I get that the 3 nodes comment is referring to clusters, but I wonder if this will confuse people in thinking it's not possible to test M3DB on their own (single) machine?

Yeah, perhaps just say "small number of nodes".

justinjc · 2018-10-01T16:45:02Z

docs/operational_guide/placement_changes.md

+
+In other words, all you have to do is issue the desired instruction and the M3 stack will take care of making sure that your data is distributed with appropriate replication and isolation.
+
+In the case of the M3DB nodes, nodes that have received new shards will immediately begin receiving writes (but not serving reads) for the new shards that they are responsible for. They will also begin streaming in all the data for their newly acquired shards from the peers that already have data for those shards. Once the nodes have finished streaming in the data for the shards that they have acquired, they will mark their status for those shards as `Available` in the placement and begin accepting writes. Simultaneously, the nodes that are losing ownership of any shards will mark their status for those shards as `LEAVING`. Once all the nodes accepting ownership of the new shards have finished streaming data from them, they will relinquish ownership of those shards and remove all the data associated with the shards they lost from memory and from disk.


Should Available be in all caps?

no but LEAVING should not be capitalized

justinjc · 2018-10-01T16:48:20Z

docs/operational_guide/placement_changes.md

+
+In the case of the M3DB nodes, nodes that have received new shards will immediately begin receiving writes (but not serving reads) for the new shards that they are responsible for. They will also begin streaming in all the data for their newly acquired shards from the peers that already have data for those shards. Once the nodes have finished streaming in the data for the shards that they have acquired, they will mark their status for those shards as `Available` in the placement and begin accepting writes.

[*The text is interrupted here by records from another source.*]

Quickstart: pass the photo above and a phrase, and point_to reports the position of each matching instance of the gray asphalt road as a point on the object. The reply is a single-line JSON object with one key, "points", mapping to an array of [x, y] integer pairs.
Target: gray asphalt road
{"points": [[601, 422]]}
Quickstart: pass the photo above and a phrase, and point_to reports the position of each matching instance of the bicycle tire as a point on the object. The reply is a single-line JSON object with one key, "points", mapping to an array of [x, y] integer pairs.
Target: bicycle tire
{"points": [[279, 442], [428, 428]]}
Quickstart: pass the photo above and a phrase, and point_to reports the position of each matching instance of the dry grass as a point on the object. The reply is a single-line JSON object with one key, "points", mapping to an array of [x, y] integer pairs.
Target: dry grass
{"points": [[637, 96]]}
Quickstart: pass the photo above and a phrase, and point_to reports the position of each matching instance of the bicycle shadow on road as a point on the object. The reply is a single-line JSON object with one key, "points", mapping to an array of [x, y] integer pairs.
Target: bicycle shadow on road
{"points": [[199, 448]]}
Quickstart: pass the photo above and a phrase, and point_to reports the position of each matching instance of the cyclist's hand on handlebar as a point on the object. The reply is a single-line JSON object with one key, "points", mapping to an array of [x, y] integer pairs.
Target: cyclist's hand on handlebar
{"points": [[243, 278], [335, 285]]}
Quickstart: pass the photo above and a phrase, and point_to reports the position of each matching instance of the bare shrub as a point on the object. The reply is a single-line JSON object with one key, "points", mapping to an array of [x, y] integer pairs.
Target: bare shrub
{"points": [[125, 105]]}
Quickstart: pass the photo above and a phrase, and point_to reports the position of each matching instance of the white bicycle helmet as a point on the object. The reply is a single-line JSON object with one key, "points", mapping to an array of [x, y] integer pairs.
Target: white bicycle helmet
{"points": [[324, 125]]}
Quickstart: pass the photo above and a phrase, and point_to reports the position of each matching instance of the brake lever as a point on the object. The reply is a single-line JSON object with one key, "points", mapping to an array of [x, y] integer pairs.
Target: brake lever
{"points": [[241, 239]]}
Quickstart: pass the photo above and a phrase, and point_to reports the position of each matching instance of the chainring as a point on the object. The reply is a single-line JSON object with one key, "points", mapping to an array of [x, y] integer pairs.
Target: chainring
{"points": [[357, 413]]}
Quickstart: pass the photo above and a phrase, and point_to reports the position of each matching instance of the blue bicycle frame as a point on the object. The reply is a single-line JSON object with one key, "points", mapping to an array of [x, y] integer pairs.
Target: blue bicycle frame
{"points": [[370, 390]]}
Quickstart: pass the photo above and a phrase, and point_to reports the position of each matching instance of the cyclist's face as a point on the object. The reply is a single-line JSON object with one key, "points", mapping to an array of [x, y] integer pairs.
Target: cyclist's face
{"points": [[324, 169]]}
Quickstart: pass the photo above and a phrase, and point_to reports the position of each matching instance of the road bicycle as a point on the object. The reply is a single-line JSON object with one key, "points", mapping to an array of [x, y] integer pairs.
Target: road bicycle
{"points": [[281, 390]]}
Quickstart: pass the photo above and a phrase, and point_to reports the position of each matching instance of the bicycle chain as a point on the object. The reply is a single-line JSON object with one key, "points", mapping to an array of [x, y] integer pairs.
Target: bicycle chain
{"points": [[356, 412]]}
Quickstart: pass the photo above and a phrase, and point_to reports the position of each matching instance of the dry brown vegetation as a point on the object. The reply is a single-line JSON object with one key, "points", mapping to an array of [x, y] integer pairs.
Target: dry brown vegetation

Simultaneously, the nodes that are losing ownership of any shards will mark their status for those shards as `LEAVING`. Once all the nodes accepting ownership of the new shards have finished streaming data from them, they will relinquish ownership of those shards and remove all the data associated with the shards they lost from memory and from disk.
+
+M3Coordinator nodes will also pickup the new placement from etcd and alter which M3DB nodes they issue writse and reads to appropriately.


s/writse/writes

justinjc · 2018-10-01T16:49:34Z

docs/operational_guide/placement_changes.md

+
+#### Isolation Group
+
+This value controls how nodes that own the same M3DB shards are isolated from each other. For example, in a single datacenter configuration this value could be set to the rack that the M3DB node lives on. As a result, the placement will guarantee that nodes that exist on the same rack do not share any shards, allowing the cluster to survive the failure of an entire rack. Alternatively, if M3DB was deployed in an AWS region, the isolation group could be set to the regions availability zone and that would ensure that the cluster would survive the loss of an entire availability zone.


s/regions/region's

justinjc · 2018-10-01T16:51:57Z

docs/operational_guide/placement_changes.md

+
+#### Weight
+
+This value should be an integer and controls how the cluster will weigh the number of shards that an individual node will own. If you're running the M3DB cluster on homogenous hardware, then you probably want to assign all M3DB nodes the same weight so that shards are distributed evenly. On the otherhand, if you're running the cluster on heterogenous hardware, then this value should be higher for nodes with higher resources for whatever the limiting factor is in your cluster setup. For example, if disk space (as opposed to memory or CPU) is the limiting factor in how many shards any given node in your cluster can tolerate, then you could assign a higher value to nodes in your cluster that have larger disks and the placement calcualtions would assign them a higher number of shards.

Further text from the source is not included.